The declines in passenger traffic and airport revenues have forced airports to focus more on the use of one of their most valuable assets – land.  Many airports are looking at developing airport land for aviation related uses that do not produce passenger generated revenues, such as flight simulator facilities and air cargo facilities.  Some airports are considering non-aeronautical uses of airport property, such as warehouses, distribution centers and light industry, as alternate sources of revenue.
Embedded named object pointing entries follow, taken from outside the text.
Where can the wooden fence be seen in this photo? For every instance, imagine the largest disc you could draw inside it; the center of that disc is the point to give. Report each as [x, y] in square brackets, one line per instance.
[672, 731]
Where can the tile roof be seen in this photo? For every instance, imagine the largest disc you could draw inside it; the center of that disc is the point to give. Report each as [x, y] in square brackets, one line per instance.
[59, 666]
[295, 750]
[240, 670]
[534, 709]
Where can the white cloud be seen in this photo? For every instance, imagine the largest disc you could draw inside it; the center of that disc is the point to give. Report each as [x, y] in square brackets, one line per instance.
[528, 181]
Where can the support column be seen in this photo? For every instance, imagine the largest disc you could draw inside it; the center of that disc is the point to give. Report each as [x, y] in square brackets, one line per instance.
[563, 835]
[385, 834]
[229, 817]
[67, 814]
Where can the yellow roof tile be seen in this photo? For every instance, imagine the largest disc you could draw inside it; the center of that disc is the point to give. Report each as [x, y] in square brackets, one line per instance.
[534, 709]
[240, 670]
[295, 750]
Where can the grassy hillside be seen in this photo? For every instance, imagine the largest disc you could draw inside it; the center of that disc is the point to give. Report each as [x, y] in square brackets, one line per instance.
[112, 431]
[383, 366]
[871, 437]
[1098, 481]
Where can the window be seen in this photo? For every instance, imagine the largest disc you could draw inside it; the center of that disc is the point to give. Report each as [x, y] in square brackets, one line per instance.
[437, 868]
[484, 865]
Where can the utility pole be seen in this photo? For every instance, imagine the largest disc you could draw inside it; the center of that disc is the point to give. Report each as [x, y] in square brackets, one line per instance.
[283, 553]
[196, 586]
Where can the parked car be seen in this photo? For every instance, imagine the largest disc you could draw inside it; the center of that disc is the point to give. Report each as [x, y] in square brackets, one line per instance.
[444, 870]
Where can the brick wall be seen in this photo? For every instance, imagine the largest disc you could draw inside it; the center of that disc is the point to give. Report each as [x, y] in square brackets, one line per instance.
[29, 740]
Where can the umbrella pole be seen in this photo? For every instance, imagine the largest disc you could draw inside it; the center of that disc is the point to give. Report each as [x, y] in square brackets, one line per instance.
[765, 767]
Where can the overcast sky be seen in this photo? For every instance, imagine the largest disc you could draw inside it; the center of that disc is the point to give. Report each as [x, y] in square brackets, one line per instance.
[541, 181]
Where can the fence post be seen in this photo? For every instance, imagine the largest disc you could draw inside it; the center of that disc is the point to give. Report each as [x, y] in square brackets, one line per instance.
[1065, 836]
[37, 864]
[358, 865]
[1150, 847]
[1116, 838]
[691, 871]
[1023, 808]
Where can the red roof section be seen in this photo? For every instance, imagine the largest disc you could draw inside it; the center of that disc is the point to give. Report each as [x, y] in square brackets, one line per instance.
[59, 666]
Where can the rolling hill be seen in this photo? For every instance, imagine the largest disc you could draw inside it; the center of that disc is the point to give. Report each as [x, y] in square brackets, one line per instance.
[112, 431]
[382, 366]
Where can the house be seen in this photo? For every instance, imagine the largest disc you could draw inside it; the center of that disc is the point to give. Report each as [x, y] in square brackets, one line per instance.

These kinds of uses present a number of potentially critical issues that must be considered in planning the use of airport land for non-aviation purposes, as well as planning for nearby off-airport development.  For example, entry by suppliers and employees of on-airport businesses are likely to create added airport access and security concerns.  New on-airport structures may impact air and ground safety and air traffic control procedures, and limit or restrict future changes in airport configuration and development.  New airport tenants will require new airport ground leases.

Another related question is whether the Federal Aviation Administration (FAA) will apply and  enforce Federal grant assurances with respect to non-aeronautical activities on airport property.  Sponsors of public airports that accept Federal assistance, either in the form of grants under the Airport Improvement Program (AIP) or property conveyances under the Surplus Property Act, are obligated to comply with certain written grant assurances that require that the airport be operated for the use and benefit of all types, kinds and classes of aeronautical activity.  Federally obligated airport sponsors are prohibited from discriminating among airport users or granting exclusive rights, i.e., a right granted to a single operator to provide an aeronautical activity to the exclusion of others.  The grant assurances expressly refer only to aeronautical activities.  However, with the advent of increased non-aeronautical activity on airport property, the applicability of grant assurances to such activity is likely to become an important issue.

Other potential issues include increased on- and off-airport surface transportation, increased off-airport development, increased applications by businesses or individuals for access to the airport infrastructure from outside airport property, i.e., “through-the-fence” operations, and various environmental impact issues.